Originally, according to Michaela Porte of the Pacific Beach Town Council, P.B.’s north/south-running residential streets, the ones that stretched from Ingraham to Mission Boulevard, were to have been named for the States of the Union. (One, Missouri Street, still does.) But instead the state names migrated to North Park, and these P.B. streets took the names of jewels, such as Diamond, Felspar, Garnet, Turquoise, and so on.

But enough street talk. Pacific Beach’s past is indeed a storied one. If you want to explore it, the man to talk to is John Fry, co-founder of the Pacific Beach Historical Society and author of both “A Short History of Pacific Beach” and “A Short History of Crystal Pier.” Fry will tell you that P.B. really started to grow in the early 20th century.

“The Folsom Brothers – Wilbur and Murtrie – created a lot of buzz in 1906 when they renovated the old Pacific Beach Hotel on Lamont and Hornblend and sold lots throughout the beach,” Fry said. “The big boom was World War II when the population grew fivefold, largely due to the creation of three separate government housing developments.”

In the interim, Earl and Birdie Taylor, for whom the Pacific Beach Library is named, arrived (in 1923). “Earl purchased 130 acres of prime beach property from the Frost family and set about developing it,” said Fry. (While the Taylors lost most of that property in the Great Depression, the Taylor Co. in the 1950s would develop properties that included Mission Bay Market and Oscar’s Restaurant.)

Another luminary of Pacific Beach’s past is botanist and landscape architect Kate Sessions, who became a resident in 1927. “In addition to being a resident and a major commercial presence, (she) brought her enthusiasm for civic improvement, particularly landscaping, to Pacific Beach,” said author Webster.
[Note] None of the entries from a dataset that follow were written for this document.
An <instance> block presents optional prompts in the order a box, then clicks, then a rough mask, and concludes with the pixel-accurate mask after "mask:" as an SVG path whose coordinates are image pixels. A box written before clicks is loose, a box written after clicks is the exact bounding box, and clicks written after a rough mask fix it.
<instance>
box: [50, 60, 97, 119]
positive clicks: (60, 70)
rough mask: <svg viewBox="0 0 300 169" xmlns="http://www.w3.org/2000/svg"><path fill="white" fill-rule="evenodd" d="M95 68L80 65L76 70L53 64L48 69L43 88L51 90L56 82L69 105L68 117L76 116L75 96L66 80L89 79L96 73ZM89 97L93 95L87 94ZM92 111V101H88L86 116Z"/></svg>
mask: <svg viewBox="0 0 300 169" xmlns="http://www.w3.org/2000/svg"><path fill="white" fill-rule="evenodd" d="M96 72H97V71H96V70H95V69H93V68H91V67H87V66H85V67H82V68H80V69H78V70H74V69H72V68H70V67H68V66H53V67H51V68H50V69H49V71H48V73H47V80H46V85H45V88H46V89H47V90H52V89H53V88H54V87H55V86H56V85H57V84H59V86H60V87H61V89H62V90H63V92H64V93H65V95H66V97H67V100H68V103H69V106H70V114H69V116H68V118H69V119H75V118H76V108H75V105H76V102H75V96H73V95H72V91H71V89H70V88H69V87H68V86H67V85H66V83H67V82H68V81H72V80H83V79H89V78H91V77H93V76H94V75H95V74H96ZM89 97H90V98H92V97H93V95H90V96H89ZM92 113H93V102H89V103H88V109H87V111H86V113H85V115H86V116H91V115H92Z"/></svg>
Today both the park next to Soledad Terrace and a nearby school are named for her.

These days, Pacific Beach is a bicycling or walking destination for coastal residents and a driving destination for tourists or inlanders. But it was mass transit, of the 19th-century variety, that fueled P.B.’s development.

“The completion of the San Diego Electric Railway streetcar line from Ocean Beach to La Jolla made property along the beach (in Pacific Beach) more valuable,” Fry recounted. “Crystal Pier was built to encourage people to purchase property in the adjoining Palisades Subdivision. The pier celebrated its grand opening on April 18, 1926, but only the office was complete.” The entire structure opened on the Fourth of July in 1927.

No discussion of Pacific Beach, in spite of its sun, sand and sea, would be complete without some historical reference to the traffic we all “enjoy” today. Fry’s got such a reference: “If you’re headed west on Balboa or Grand, stuck in that mishmash at Lamont, you can blame the Pacific Beach railroad,” he said. “When the San Diego & Pacific Beach Railway made its first run to the beach on April 25, 1888, it traveled along today’s East Mission Bay Drive, then headed west along Balboa, stopping at Lamont, then known as the College Station.

“It later extended its run to Bayard and, eventually, to La Jolla, changing its name to the San Diego, Pacific Beach and La Jolla Railway. In 1907, now known as the Los Angeles and San Diego Beach Railway, the company constructed a shortcut that is today’s Grand Avenue out to the freeway. That is how the intersection of Lamont, Balboa and Grand got to be a five-point mess.”